In 2014, the building completed a chiller plant retrofit that included the installation of a state of the art thermal storage chiller plant along with central plant automation and energy dashboards to reduce the building’s impact on the environment, provide resiliency and reduce costs for their tenants.
The system features:
- The world’s largest ice-producing chiller
- Two (2) Trane Model CDHF 3,250 ton “Day” Chillers
- One (1) Trane Model CDHF 2,950/2,020 ton “Dual Duty” Chiller
- Thermal ice storage system with 134 CALMAC Icebank® tanks
- Variable Frequency Drive Pumps
- Trane Tracer™ SC Building Automation System
Each of the three (3) new chillers is fully backed up by the building’s dedicated emergency generators.

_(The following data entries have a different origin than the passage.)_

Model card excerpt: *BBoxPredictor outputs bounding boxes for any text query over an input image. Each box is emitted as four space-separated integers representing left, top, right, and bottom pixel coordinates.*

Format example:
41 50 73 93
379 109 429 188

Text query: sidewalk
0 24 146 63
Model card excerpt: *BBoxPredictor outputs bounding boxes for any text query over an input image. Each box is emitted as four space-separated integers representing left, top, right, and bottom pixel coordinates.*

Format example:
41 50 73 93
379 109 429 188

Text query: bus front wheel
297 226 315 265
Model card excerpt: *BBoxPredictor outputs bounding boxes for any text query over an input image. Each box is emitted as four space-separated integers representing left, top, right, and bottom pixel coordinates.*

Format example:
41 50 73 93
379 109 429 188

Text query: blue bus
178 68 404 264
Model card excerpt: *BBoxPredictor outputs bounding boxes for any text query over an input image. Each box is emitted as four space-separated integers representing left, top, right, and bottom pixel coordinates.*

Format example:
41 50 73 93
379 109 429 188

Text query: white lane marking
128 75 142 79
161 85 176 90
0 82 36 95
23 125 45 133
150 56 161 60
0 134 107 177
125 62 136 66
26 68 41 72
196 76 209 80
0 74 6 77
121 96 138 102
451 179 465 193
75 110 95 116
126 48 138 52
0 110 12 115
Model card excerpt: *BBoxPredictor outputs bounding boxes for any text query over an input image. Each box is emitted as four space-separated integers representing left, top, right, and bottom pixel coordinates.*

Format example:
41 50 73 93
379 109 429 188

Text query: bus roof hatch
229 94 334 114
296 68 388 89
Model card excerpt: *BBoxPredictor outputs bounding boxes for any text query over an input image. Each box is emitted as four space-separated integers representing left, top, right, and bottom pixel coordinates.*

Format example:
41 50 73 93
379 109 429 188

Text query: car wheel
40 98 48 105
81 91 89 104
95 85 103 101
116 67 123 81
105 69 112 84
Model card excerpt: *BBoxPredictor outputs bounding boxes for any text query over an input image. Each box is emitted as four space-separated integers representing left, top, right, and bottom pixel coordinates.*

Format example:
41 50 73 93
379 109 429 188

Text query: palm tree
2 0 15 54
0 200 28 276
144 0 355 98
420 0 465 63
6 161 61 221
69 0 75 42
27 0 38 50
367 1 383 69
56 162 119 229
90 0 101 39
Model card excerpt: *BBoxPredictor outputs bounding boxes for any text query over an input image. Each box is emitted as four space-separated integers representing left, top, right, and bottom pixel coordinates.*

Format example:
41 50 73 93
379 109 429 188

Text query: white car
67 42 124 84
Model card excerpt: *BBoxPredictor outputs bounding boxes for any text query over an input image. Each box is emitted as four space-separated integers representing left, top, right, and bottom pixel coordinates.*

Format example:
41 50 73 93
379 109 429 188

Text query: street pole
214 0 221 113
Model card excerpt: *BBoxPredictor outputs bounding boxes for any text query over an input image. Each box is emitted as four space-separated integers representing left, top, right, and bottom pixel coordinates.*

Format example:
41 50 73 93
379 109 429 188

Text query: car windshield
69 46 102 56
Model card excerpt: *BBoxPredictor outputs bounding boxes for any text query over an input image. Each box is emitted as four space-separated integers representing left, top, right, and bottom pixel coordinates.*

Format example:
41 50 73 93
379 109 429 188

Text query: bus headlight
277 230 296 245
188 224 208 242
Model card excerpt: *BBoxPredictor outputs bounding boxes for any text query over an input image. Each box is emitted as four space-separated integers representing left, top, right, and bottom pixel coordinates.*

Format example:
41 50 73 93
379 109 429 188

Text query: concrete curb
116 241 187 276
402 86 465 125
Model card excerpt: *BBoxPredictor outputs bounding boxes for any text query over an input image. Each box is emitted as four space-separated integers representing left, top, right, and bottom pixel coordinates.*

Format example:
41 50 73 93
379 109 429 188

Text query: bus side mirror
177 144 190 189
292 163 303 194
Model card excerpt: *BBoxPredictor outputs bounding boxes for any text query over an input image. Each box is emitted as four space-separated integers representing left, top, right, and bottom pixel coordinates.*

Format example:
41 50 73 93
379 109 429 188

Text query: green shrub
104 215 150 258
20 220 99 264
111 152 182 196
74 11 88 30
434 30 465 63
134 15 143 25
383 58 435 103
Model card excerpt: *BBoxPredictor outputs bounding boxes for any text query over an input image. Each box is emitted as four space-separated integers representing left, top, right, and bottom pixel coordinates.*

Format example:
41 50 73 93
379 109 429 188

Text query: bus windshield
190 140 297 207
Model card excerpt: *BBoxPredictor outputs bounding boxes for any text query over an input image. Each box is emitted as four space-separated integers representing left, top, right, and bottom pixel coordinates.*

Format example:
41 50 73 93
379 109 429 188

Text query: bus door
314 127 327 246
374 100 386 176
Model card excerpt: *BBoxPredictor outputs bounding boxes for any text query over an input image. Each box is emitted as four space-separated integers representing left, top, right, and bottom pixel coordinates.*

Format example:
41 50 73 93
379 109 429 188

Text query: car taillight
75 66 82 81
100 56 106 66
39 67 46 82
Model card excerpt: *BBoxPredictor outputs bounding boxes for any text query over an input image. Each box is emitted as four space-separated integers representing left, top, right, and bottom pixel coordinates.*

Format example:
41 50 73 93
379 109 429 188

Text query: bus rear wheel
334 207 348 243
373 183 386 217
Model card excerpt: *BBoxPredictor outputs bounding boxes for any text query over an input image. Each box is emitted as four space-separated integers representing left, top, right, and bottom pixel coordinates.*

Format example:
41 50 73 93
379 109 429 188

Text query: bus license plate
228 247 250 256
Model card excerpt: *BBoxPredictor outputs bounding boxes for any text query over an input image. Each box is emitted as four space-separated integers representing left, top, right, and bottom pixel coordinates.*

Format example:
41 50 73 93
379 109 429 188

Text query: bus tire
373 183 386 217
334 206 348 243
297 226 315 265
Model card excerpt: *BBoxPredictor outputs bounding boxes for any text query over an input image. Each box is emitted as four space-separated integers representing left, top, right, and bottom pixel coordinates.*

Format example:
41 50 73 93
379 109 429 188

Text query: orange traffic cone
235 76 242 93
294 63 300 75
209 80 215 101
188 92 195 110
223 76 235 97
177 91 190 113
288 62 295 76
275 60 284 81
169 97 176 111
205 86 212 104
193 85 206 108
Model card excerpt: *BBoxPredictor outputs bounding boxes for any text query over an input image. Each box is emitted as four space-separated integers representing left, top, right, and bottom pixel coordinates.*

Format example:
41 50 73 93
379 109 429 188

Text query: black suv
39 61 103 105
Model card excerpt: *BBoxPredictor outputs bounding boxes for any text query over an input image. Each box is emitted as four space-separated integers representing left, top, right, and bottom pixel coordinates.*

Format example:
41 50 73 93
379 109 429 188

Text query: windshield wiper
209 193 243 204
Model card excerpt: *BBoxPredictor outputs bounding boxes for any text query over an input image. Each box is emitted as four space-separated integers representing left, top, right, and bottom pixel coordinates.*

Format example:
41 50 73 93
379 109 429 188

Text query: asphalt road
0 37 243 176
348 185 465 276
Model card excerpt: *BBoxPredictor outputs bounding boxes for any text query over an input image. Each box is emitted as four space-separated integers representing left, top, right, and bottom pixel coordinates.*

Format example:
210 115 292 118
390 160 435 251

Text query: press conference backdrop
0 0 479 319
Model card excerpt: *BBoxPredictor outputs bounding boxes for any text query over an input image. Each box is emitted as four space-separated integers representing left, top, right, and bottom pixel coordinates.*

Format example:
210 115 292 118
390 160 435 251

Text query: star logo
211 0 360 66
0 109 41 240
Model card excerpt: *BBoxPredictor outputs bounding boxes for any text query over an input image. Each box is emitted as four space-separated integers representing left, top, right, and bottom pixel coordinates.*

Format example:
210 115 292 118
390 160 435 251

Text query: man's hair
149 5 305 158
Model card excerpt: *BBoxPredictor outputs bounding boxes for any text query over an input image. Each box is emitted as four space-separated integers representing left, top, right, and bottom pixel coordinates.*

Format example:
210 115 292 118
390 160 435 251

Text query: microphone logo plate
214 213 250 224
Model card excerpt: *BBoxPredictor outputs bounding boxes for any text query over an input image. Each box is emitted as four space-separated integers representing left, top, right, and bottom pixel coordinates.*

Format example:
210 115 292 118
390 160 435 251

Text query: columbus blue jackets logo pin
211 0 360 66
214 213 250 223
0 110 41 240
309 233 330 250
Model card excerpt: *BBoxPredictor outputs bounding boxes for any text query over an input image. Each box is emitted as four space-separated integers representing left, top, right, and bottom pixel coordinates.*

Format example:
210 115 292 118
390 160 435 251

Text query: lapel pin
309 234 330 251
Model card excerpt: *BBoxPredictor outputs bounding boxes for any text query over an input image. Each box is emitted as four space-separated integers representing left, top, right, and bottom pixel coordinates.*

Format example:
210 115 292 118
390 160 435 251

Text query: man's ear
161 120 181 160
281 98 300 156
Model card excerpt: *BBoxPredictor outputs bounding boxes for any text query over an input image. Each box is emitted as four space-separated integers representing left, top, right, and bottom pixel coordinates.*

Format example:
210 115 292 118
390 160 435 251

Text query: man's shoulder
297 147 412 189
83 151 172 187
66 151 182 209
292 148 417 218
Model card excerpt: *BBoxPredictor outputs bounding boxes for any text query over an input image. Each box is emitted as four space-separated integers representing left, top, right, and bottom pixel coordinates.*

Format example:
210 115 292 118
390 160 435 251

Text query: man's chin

New central plant automation systems were also installed and were used to modify the building’s pumping and air distribution systems from a constant primary flow to a variable primary flow system using Trane’s Earthwise™ low flow/low temp strategy. The new chillers were designed to accommodate this new building wide operational structure.
The results include an annual kWh reduction of over 2,000,000 kWh, peak load reduction of 2.1 MW, and annual electricity savings of over $2.5M.
The combination of reduced summer peak electric demand, reduced annual kWh consumption, and load shifting via thermal storage has the equivalent environmental impact of reducing over 36M lbs of annual carbon dioxide emissions – equivalent to removing 3,280 cars from the road or planting 4,886 acres of trees.
The project was awarded $1.3M in incentives from the New York State Energy and Research Development Authority (NYSERDA) via the Existing facilities Program for its demand reduction and energy consumption reduction capability.